"INGLISH" im Alltag.
(Foto: imago/United Archives International)
Die Diskussion um den Begriff "Framing" hat es mal wieder gezeigt: Englisch besitzt einen sehr kurzen Vorteil - die Allround-Silbe "ing"! Wir kennen sie vom "Dating", "Doping" und "Stage Diving". Oder vom "Ehegattensplitting" - eine denglische Erfindung, die zum Glück nicht wörtlich gemeint ist.
Das englische Wort "Framing" ist in aller Munde, nachdem das "Framing Manual" der ARD bekannt wurde, also eine Art "Denk- und Sprechanleitung" der (Achtung: Ironie!) großartigen, niemals langweiligen und äußerst sparsamen öffentlich-rechtlich Rundfunksender. Beim Framing geht es darum, dass der Rahmen ("frame") vorgegeben wird, in dem ein Thema reflektiert und diskutiert werden soll - frei nach dem Prinzip von PR-Beratern und anderen Manipulatoren: Es geht hier nicht darum, ob wir das machen, sondern nur noch, wie.

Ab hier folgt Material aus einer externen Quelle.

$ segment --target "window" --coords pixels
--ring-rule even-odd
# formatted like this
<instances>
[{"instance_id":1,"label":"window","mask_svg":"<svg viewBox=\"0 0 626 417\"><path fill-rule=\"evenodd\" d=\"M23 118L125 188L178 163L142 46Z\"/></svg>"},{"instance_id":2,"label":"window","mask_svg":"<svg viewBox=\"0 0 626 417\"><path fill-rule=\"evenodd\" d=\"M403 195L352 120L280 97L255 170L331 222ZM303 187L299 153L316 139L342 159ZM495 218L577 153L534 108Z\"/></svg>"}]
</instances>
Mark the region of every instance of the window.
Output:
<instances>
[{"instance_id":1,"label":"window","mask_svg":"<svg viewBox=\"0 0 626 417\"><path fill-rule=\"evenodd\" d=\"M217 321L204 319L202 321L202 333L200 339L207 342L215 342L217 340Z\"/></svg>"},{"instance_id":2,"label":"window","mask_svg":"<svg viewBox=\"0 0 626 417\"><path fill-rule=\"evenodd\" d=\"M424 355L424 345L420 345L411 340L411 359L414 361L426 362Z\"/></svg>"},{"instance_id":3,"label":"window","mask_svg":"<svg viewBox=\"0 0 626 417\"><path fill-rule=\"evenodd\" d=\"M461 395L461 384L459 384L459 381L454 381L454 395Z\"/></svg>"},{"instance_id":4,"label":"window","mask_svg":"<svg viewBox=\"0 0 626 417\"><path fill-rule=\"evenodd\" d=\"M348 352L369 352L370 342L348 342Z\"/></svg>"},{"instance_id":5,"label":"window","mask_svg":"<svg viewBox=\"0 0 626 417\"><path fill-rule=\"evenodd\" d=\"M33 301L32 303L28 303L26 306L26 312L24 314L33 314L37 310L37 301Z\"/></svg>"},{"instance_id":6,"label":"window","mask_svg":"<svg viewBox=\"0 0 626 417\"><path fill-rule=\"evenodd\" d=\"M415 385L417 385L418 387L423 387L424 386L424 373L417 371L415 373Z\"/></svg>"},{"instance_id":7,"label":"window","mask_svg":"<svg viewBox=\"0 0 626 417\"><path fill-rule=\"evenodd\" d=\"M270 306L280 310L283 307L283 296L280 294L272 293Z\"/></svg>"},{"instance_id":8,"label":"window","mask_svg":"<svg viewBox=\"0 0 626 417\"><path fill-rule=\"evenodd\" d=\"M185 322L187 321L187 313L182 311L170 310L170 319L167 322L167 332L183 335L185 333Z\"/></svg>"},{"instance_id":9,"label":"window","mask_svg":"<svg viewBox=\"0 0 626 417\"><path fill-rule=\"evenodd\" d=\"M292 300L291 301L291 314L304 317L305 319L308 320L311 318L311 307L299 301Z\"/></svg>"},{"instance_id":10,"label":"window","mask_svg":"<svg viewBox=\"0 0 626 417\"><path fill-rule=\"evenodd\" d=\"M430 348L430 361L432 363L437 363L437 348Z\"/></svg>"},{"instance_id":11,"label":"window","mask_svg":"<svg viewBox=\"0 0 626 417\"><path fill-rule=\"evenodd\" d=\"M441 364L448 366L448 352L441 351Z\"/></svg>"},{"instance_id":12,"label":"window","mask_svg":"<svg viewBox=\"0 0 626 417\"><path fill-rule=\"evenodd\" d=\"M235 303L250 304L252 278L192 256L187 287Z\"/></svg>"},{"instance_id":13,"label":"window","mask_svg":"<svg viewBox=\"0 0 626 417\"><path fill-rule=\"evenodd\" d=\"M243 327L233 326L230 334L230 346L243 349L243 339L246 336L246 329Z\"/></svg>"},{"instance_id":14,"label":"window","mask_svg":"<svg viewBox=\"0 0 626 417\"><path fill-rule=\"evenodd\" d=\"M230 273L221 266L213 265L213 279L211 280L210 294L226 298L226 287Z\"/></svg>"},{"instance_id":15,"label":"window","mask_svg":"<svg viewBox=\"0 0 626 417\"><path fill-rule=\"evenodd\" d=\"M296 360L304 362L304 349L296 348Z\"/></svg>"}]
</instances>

Egal, ob "Framing", "Spinning" oder "Engineering" – ich vergleiche das alles mit vorgekautem Babybrei, wenn das Baby viel lieber eine handfeste Kartoffel hätte. Könnten wir die flotte Silbe -ing im Deutschen in derselben Art verwenden wie im Englischen, wäre ich in der politischen Sprache unbedingt für den Begriff "Breiing".
Knackiges Einwort
Womit wir bei einem wirklich großartigen Vorteil der englischen Sprache sind: Superwörter, die auf -ing enden und immer irgendwie hübsch abgesoftet klingen. Denken Sie nur an Wort-Importe wie das "Phishing" von Betrügern. Das "Profiling" der Polizei. An "Brainstorming" oder "Brainwashing". Schon in den Fünfzigerjahren kam "Petting" in Mode. Heute haben wir "Nudging", wenn der Staat einen per Gesetz zum guten Verhalten stupsen möchte. Wir haben "Ghosting", wenn man sich gegenüber Menschen einfach in Luft auflöst und nicht mehr meldet. Oder wir haben "Recyling", das hier wohl keiner Erklärung bedarf und das wir im Deutschen zu "Precycling" weiterentwickelt haben.
Was nun den besonderen Kniff all dieser Wörter betrifft: Er besteht er darin, dass sie einen Sachverhalt - und nicht selten ein Problem - ausdrücken, für den in unserer Sprache viel längere und kompliziertere Ausführungen nötig wären. Uns fehlen diese knackigen und kompakten Einwörter auf -ing, die im Englischen gleich drei Ebenen auf einmal beschreiben können: einen Gegenstand, eine Handlung und eine Eigenschaft. Grammatikalisch ausgedrückt: Sie können Hauptwörter, Verben und Adjektive in einem sein!
"Talking" bedeutet zum Beispiel "das Reden" (Gerund - Hauptwort), "redend" (Partizip Präsens - Adjektiv) und "reden" oder wie der Rheinländer sagen würde: "Isch bin am Reden" (Progressive - Verb). Im englischsprachigen Alltag gibt es zahllose Beispiele für diese Doppel- und Dreifachwörter. So bedeutet "it's working", dass etwas arbeitet und zugleich funktioniert. Oder denken Sie ans "Happy Ending", das wir auf "Happy End" verkürzt haben. Die englische Beschreibung ist so gut, weil sie das "Ende" einer Geschichte um den Prozess des "zu Ende Gehens" oder "zum Abschluss kommen" und den Zustand des "endlichen" oder "zu Ende seins" bereichert.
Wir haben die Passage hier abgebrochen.